While these young women still represent a minority of infertility patients, their numbers are growing, thanks to an exploding fertility industry and an information blitz in the media and on the Internet about the risks of waiting too long to have children. There are little recent hard data on the trend, though, so the evidence is largely anecdotal, coming from doctors and patients alike.

From 1995 to 2002 -- the most recent year for which statistics are available -- the percentage of female college graduates 22 to 29 years of age who had received fertility treatments at some point in their lives doubled, to 23 percent, according to the U.S. Centers for Disease Control and Prevention's National Survey of Family Growth. At Conceive magazine, a two-year-old publication aimed at women trying to get pregnant, 46 percent of readers are younger than 30 years of age (73 percent of the readers are younger than 35) and 86 percent have college degrees or higher.
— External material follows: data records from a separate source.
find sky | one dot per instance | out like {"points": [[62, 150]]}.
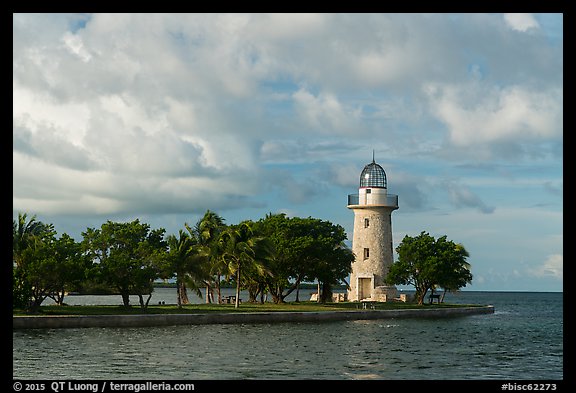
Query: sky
{"points": [[161, 117]]}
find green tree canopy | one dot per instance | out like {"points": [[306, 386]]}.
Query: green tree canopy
{"points": [[127, 256], [429, 263]]}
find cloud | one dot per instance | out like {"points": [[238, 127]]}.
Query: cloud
{"points": [[478, 115], [521, 22], [144, 103], [553, 267]]}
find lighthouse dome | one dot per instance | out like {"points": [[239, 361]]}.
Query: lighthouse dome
{"points": [[373, 176]]}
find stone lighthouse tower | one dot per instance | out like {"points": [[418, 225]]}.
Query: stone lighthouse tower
{"points": [[372, 239]]}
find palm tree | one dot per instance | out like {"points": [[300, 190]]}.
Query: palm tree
{"points": [[238, 245], [24, 233], [207, 231], [187, 260]]}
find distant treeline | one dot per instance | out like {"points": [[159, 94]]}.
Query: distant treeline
{"points": [[275, 255]]}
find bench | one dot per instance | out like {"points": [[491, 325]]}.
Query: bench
{"points": [[230, 299], [432, 297], [368, 304]]}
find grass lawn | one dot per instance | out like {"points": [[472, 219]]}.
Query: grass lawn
{"points": [[227, 308]]}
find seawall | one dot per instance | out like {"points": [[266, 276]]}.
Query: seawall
{"points": [[146, 320]]}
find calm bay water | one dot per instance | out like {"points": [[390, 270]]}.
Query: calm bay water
{"points": [[522, 340]]}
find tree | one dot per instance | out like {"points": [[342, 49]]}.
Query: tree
{"points": [[207, 231], [428, 263], [24, 233], [304, 249], [69, 267], [186, 260], [31, 261], [127, 255], [242, 250]]}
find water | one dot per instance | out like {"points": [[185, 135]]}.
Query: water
{"points": [[522, 340]]}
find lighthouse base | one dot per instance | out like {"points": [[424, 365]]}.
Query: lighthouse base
{"points": [[384, 293]]}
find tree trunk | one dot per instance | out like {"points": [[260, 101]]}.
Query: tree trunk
{"points": [[298, 292], [182, 294], [237, 303], [126, 299], [218, 291]]}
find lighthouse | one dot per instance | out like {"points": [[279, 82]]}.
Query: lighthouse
{"points": [[372, 239]]}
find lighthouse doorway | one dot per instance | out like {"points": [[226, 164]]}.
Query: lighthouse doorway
{"points": [[364, 288]]}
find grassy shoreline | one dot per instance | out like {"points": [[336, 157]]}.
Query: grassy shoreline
{"points": [[305, 306]]}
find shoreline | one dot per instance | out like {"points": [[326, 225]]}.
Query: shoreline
{"points": [[149, 320]]}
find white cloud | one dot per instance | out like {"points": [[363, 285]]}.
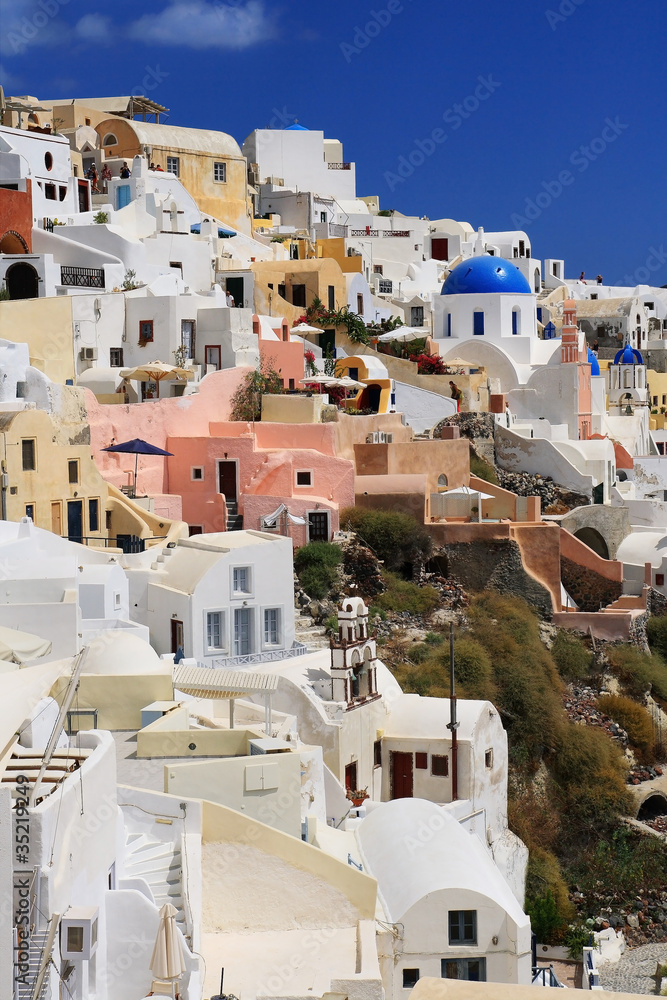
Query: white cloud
{"points": [[94, 28], [200, 25]]}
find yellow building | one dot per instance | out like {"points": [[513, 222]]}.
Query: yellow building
{"points": [[209, 165], [52, 478]]}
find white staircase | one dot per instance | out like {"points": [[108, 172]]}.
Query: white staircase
{"points": [[159, 865]]}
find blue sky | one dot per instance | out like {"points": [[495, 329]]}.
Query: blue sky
{"points": [[546, 115]]}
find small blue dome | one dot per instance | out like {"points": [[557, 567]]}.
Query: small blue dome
{"points": [[628, 356], [485, 275], [595, 367]]}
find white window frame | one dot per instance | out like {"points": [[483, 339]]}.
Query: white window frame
{"points": [[222, 648], [302, 486], [239, 594], [267, 643]]}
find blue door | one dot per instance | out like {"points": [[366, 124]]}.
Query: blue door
{"points": [[75, 520]]}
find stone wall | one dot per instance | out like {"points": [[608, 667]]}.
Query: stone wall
{"points": [[497, 566], [588, 589]]}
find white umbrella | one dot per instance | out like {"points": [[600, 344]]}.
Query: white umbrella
{"points": [[17, 647], [167, 959], [304, 328]]}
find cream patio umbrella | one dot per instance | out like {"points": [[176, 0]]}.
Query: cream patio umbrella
{"points": [[156, 371], [167, 962]]}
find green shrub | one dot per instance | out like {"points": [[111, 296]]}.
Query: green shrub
{"points": [[632, 717], [572, 658], [402, 595], [394, 537], [315, 565]]}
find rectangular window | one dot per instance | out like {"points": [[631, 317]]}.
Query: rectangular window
{"points": [[410, 977], [241, 580], [93, 515], [463, 927], [471, 969], [439, 765], [28, 455], [214, 630], [272, 626], [145, 331]]}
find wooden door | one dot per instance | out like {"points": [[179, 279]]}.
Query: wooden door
{"points": [[401, 774]]}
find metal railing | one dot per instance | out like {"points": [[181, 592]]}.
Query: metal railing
{"points": [[268, 656], [82, 277]]}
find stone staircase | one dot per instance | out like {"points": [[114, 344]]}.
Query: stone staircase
{"points": [[159, 865], [310, 634]]}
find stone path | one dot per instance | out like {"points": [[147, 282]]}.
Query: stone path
{"points": [[635, 972]]}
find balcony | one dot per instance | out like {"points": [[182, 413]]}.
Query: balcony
{"points": [[82, 277]]}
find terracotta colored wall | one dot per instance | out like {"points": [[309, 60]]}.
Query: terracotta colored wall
{"points": [[16, 214]]}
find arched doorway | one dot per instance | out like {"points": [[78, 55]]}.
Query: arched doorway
{"points": [[22, 281], [13, 243], [594, 540]]}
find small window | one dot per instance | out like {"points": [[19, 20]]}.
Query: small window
{"points": [[241, 581], [28, 455], [463, 927], [93, 515], [214, 630], [439, 765], [145, 331], [410, 977], [272, 626]]}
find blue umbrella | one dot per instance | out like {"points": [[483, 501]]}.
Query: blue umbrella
{"points": [[136, 447]]}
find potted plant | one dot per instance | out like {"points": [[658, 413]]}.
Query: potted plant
{"points": [[357, 796]]}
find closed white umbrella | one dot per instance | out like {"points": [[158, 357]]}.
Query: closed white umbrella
{"points": [[167, 959]]}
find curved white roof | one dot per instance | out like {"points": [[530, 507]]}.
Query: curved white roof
{"points": [[450, 859], [176, 137]]}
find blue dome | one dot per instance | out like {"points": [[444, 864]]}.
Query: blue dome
{"points": [[595, 367], [628, 356], [485, 275]]}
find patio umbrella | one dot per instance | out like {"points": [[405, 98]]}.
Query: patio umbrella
{"points": [[17, 647], [156, 371], [136, 447], [167, 959]]}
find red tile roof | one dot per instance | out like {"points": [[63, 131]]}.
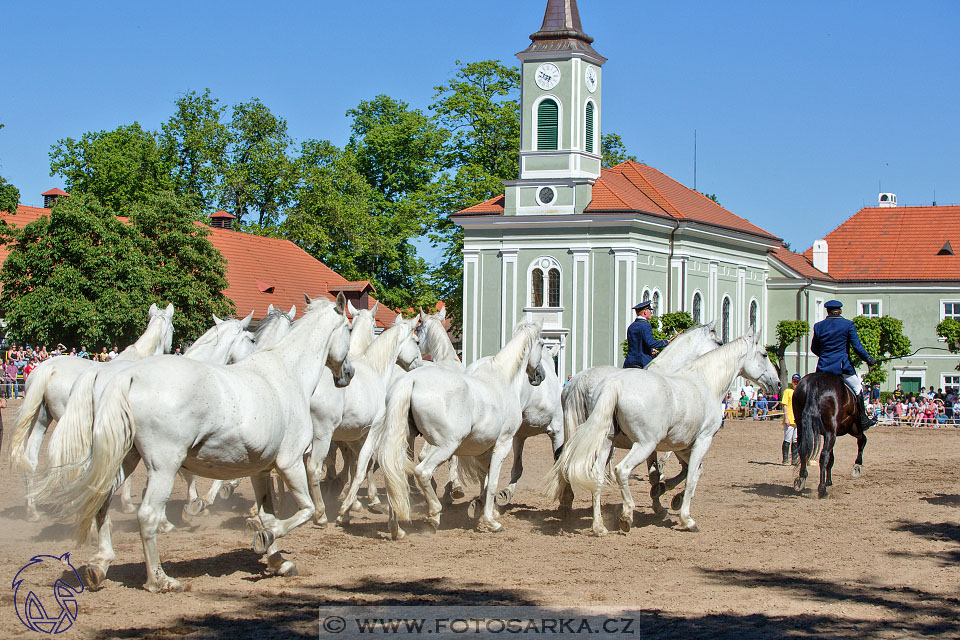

So, are you ready for YOUR choice to be taken away too? Better tell the 18 year olds to get pregnant NOW, before it's too late and they are too old! ;)


DD said...

I have to admit, before my uterus went on strike and I was 36, I really thought 40 was too old...for me or anyone else for that matter.

Now that I'm on that cusp, I give credit to those who are 45+ still working on it. Age truly is just a number.

Anonymous said...

I do believe there is a time when a woman is too old to be a mother. Believe it or not, your energy level does decrease as you get older making it unfair for the child. I also question who is going to raise this child if the parents die before the child is old enough to care for himself. When you have a child in your 20/30's you don't have the fear you could get sick and die tomorrow. Your siblings and friends are all your age and willing to be guardians to raise your children if something happens. However in your 40's or older your friends and siblings don't want that responsibility. They've raised their kids. They are looking forward to the next phase of their life. As I get older I worry about possible illnesses that could take me away from my young children. I am no longer immortal if you will. Is it fair for me to keep having babies when my risks increase of developing a life threatening illness? Is it fair for me to indulge my desires at the risk of an innocent child? Yes, I could die in a car accident tomorrow but that isn't the same as being 45 knowing that I've already lived more than half my life. I had my first child at 26 hoping I'd live to see them graduate college, get married and have babies of their own. If I have a baby at 48, it is a very real possibility I may not even get to see him/her graduate college. Who is that fair to?